The master plan endorses efforts by Ald. John Arena (45th) to turn the area around Irving Park Road and Cicero and Milwaukee avenues into an arts and culture mecca that would draw people from all over the city with the promise of a show and dinner.

"We need the density if we want the shops and the restaurants," Arena said. "It has to be done responsibly."

Based on a survey by ESRI, a national vendor of business data, Northwest Side residents spend $141 million on shopping and eating outside the area. That situation creates a significant "retail gap" and an opportunity for new shops and restaurants to claim that business, according to the report.

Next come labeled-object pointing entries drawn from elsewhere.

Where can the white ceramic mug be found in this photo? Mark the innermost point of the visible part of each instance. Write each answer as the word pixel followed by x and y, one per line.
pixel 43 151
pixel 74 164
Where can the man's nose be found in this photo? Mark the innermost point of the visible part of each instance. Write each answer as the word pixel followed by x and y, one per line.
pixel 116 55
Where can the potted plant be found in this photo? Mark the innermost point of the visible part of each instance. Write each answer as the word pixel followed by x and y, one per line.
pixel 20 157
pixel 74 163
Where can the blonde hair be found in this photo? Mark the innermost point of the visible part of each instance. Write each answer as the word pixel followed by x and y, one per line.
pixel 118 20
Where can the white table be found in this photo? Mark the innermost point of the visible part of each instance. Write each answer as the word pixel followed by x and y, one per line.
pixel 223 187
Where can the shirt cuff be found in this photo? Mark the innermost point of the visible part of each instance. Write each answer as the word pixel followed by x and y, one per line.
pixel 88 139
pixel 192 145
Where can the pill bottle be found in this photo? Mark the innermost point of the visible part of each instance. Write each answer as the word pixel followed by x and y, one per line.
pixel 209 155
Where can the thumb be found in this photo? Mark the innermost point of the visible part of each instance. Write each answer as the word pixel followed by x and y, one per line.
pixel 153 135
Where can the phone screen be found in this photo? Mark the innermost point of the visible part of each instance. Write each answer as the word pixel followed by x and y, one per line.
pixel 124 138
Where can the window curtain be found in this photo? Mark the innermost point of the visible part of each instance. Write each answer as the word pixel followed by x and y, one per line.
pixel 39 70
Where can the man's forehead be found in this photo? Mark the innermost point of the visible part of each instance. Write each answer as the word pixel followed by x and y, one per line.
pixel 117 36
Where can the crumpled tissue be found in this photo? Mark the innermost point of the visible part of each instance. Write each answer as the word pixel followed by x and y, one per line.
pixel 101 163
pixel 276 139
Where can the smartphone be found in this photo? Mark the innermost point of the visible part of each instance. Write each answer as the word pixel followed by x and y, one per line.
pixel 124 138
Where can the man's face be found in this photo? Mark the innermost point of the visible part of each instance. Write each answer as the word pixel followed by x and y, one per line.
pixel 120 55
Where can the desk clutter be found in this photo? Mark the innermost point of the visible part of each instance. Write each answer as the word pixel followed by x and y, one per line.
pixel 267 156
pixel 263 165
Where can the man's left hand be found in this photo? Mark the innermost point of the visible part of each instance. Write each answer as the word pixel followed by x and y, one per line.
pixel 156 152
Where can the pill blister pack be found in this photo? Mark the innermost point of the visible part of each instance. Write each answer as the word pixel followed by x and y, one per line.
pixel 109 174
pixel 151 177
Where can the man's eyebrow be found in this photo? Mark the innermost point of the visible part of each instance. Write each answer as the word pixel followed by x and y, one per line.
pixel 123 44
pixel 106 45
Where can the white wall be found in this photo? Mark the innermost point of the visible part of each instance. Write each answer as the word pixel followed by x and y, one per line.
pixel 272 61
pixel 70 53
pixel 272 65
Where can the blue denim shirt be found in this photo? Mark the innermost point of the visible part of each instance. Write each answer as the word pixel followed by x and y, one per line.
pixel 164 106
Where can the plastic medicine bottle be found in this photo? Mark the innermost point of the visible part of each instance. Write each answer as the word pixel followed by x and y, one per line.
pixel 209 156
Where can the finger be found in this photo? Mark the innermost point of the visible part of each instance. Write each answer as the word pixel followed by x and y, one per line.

"We have to bring businesses back to Six Corners," said Ald. Tim Cullerton (38th), who represents a small section of the shopping district. "And that depends on the economy, and people's disposable incomes. The sun and the moon have to align."

This isn't the first time city officials have crafted a master plan for Six Corners, with the last one completed nearly 15 years ago that resulted in few lasting improvements.

"The proof is in the execution," said Anna Zolkowski Sobor, the vice president of the Old Irving Park Association Board of Directors and a member of the steering committee that crafted the new report. "There are lots of great ideas, but who has the money? Not the city." 

The master plan, which was drafted by the Lakota Group after two community meetings, establishes a vision for the area, Arena said.

"The worst development happens when there is no vision," Arena said. "The developer's vision has to match our vision, or they have to be flexible. Otherwise, they should go elsewhere in the city."

Developments in downtown Park Ridge and other suburbs have shown that dense development near shops can create a thriving shopping district, Cullerton said.

"As aldermen, all we can do is to provide the infrastructure," Cullerton said.

The plan also calls for the city to shorten and widen the crosswalks while extending sidewalks throughout the district to make it easier for pedestrians to cross the diagonal streets — and get from store to store.

But the success of the revitalization effort depends in large part on whether the former Bank of America building at 4901 Irving Park Road can be redeveloped to anchor the west end of the shopping district. A 300-seat theater on the second floor should be maintained, according to the report.

A firm is in talks to buy the building and transform it into a grocery store, but no other information is available, said Ed Bannon, the executive director of the Six Corners Business Association.

"We need a livable amount of density, and it makes sense to do it right at the intersection," Bannon said.

The historic Portage Theater can help drive the economic revitalization of Six Corners, and the city should work to encourage a diverse slate of programming for families, film lovers and young concert goers, the plan suggested. The newly opened National Veterans Art Museum and Filament Theatre Ensemble across Milwaukee will help draw attention — and theater lovers — to Six Corners, officials said.

The report also encourages officials to pursue Historic Preservation Tax Credits to finance an extensive rehab of the theater, the storefronts surrounding it and the 34 apartments above the former movie palace.

Other improvements could be financed by the two tax increment financing districts that include Six Corners. The Portage Park TIF has $15.3 million.


The master plan should give developers certainty about what the community will — and will not — support, Arena said.

"It should lead to an informed conversation," Arena said, noting that it should help avoid protracted battles over proposals. "That will mean a better project, a better result."

Bannon said he hoped the plan would prompt developers to give Six Corners another look.

"It is a road map," Bannon said. "If you know where you are going, you are more likely to get there in the end."